Condensación y desplazamiento, eso hace el inconsciente cuando pone play a nuestros sueños. Varias cosas pueden juntarse en una sola, y una cosa puede darle a otra su sentido y su forma. Me acuerdo de que así me lo explicaron (Freud para giles) y enseguida entendí: como pasaba adentro, pasaba afuera. Dios, la Creación y sus mitos, la Ley con mayúscula, el norte de la brújula, todas esas presencias tenían el sentido y la forma de papá. Pero papá tenía el sentido y la consistencia de una sombra.
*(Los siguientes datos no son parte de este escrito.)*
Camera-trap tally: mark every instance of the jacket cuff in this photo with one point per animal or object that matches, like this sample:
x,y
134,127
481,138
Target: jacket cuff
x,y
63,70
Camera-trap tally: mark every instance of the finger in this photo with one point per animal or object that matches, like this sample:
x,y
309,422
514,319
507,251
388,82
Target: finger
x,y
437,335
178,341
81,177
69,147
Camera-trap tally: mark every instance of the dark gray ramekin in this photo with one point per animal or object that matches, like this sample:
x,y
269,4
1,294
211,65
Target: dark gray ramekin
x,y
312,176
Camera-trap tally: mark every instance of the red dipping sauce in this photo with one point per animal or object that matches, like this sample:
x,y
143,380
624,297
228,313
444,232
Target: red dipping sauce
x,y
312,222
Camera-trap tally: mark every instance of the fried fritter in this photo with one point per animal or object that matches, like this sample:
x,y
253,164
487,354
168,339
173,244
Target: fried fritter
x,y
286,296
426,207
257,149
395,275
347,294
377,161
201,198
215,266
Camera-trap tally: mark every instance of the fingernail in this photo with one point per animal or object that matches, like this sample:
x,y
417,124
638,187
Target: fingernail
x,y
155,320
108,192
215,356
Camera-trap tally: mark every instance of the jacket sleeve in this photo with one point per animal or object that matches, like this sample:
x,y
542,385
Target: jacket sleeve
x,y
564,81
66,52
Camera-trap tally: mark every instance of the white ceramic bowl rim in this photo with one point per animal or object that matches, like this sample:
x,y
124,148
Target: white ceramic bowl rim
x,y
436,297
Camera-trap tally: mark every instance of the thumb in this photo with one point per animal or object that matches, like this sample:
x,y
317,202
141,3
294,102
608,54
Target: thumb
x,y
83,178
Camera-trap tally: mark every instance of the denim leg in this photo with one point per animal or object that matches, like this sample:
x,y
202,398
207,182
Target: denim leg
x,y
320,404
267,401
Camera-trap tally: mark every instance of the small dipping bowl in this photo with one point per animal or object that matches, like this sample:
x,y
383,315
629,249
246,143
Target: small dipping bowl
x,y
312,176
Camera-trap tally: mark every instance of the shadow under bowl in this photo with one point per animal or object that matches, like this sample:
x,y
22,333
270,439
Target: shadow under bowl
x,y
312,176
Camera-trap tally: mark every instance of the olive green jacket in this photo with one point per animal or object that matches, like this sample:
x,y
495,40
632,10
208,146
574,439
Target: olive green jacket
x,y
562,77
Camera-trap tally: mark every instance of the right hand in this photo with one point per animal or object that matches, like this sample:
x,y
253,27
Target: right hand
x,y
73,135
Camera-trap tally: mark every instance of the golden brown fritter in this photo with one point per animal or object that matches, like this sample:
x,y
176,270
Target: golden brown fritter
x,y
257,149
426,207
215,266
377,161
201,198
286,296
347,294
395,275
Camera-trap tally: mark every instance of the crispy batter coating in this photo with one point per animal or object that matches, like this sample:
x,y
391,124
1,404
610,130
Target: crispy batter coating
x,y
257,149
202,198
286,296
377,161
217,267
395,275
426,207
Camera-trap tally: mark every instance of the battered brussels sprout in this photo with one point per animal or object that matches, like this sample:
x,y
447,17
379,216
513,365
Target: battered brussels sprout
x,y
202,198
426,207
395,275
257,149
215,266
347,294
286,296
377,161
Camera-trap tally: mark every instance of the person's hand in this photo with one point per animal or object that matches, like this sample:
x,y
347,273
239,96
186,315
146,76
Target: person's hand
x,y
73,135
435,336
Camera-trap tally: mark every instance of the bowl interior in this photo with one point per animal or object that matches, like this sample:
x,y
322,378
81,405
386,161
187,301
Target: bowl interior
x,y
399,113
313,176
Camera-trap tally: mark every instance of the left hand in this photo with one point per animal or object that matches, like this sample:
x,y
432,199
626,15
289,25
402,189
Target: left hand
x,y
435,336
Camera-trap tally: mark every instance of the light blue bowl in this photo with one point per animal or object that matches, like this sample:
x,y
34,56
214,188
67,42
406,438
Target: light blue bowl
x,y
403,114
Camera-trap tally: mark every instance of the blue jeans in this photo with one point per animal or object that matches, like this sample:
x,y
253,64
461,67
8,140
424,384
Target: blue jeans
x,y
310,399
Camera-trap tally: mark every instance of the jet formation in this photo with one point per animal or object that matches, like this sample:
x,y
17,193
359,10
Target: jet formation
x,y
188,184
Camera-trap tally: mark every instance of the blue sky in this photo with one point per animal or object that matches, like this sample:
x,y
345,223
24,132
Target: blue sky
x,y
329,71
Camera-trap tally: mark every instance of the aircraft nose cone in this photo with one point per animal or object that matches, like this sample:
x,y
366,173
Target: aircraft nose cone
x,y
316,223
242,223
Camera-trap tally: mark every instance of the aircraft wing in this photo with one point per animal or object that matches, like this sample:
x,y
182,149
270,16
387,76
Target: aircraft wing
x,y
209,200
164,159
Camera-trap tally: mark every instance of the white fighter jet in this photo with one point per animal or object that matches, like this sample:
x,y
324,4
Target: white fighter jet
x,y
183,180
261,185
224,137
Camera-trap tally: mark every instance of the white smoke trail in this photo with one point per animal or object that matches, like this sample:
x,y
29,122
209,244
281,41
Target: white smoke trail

El mundo, con sus giros más o menos programados, movía la sombra pero nunca llegaba a borrarla. Aparecía acá y allá, y yo siempre la encontraba. Como si la buscara inconscientemente (¡uy, Sigmund!). Leyendo poesía me di cuenta de que no era el único. ¿Por qué buscamos las sombras de los cuerpos y las cosas que ya no están en el mundo?
El segundo poema de Cuando se incendia mi casa nos confirma que murió el padre de Martina (me voy a referir al yo lírico con el nombre de la autora porque en estos versos nada es impersonal). Todo queda signado por la pérdida; más que un homenaje o una rememoración de sus Últimos ritos al estilo de Saroyan, lo que la hija inicia es una búsqueda (algo torpe, como toda misión impensada) de ritos nuevos. De una figura mítica que les dé sentido.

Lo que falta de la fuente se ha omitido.